When you plug it into the outlet, the dock transforms into a full-feature expansion hub. First and foremost is the 87W power delivery to match the requirements of the 15″ Thunderbolt 3 MacBook Pro. The footprint of this dock is slightly larger than two credit cards placed side by side. It’s an all aluminum construction. You can run up to 3 displays at once. 4K @ 60Hz reduces display output to either two DisplayPort connections or one DisplayPort and one HDMI connection. The VGA seems like a waste of a port, but Mantiz told me many projectors still use this video port. The rest of the I/O are one LAN port and two USB 2.0 ports.
My final stop at CES 2018 was the Razer booth. Razer PR chose the best location possible to showcase its products. As soon as you entered the South Hall of the Las Vegas Convention Center, the Razer logo was front and center. To lure you in even more, there was a larger-than-life mechanical keyboard.

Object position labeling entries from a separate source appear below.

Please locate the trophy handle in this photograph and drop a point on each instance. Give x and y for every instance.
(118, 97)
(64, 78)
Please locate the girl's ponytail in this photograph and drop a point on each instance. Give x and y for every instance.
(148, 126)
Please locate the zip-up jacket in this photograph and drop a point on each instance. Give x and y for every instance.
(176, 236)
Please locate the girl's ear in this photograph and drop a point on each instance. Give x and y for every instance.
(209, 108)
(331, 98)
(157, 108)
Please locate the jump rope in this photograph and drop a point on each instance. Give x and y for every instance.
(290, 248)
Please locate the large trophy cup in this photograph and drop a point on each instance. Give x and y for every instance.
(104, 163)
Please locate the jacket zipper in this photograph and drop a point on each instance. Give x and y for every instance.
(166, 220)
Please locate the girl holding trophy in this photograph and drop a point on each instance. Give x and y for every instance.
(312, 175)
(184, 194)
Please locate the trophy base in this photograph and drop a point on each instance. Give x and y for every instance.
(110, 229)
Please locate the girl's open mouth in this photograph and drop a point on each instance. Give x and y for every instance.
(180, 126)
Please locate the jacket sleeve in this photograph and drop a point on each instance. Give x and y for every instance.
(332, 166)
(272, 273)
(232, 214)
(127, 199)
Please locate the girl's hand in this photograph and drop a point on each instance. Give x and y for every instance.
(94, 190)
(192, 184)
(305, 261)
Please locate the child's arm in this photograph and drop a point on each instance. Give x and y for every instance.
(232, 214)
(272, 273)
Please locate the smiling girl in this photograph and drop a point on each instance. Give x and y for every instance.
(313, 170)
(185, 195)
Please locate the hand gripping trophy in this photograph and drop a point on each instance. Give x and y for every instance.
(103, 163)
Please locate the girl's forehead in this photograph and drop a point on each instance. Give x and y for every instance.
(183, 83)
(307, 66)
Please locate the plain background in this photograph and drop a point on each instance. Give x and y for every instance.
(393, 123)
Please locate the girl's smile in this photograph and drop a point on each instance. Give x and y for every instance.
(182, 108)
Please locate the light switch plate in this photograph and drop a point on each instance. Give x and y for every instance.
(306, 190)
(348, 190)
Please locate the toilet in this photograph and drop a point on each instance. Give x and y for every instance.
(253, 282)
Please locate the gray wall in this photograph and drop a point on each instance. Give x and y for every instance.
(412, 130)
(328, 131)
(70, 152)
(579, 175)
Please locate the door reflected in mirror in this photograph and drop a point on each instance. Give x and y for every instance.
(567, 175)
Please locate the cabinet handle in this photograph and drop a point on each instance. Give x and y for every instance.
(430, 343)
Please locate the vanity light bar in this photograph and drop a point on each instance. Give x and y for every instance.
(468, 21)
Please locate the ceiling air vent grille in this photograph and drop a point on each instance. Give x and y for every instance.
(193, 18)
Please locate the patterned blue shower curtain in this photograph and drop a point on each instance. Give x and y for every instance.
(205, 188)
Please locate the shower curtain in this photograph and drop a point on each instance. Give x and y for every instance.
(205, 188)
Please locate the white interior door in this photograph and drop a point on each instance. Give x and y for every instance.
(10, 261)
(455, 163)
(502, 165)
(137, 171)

Everyone was testing it out to see if the keys would work. Oh yes, they did.
I met up with Travis Furst, the Product Marketing Manager for Razer Core. We began the walkthrough at the Razer Blade Stealth + Razer Core V2 section. This is a very handsome pairing. It’s also one of the more desirable eGPU setups with an Intel 8th gen quad-core CPU ultrabook and a refined premium enclosure.
The main attraction at the Razer Booth was this cool concept called Project Linda. It’s got the soul of a smart phone and the body of an ultrabook. Once docked via the USB-C port of the Razer Phone, it transforms into a capable laptop. The placement of the phone’s display utilizes its touchscreen as a trackpad.
The laptop shell has the same footprint as the Razer Blade Stealth. It’s slightly thicker though to accommodate a built-in battery. Razer did not disclose the battery size but mentioned it can charge the phone when needed. This is a very exciting concept and we’ll be looking forward to see further development.
Besides Project Linda, Razer announced two other new products at CES 2018. One was a gaming speaker set, Razer Nommo, that was developed through the company’s acquisition of THX. The other was a wireless mouse with no battery inside, the Razer HyperFlux mouse and pad.
As a first-timer at CES, it’s been an exciting and at times overwhelming experience. I’m very happy to have met some of the eGPU vendors our community has been interacting with in the past year. They’re all looking forward to the development of external graphics in 2018 and beyond.
One More Thing
Not published in this post are photos of an unannounced eGPU enclosure. It’s the smallest PCIe external graphics enclosure to date. It has an external power adapter like the new ones we saw from ASUS and Lenovo. There are also expansion I/O, hosted by a second Alpine Ridge Thunderbolt 3 controller similar to the Razer Core V2. I can’t wait until the official announcement.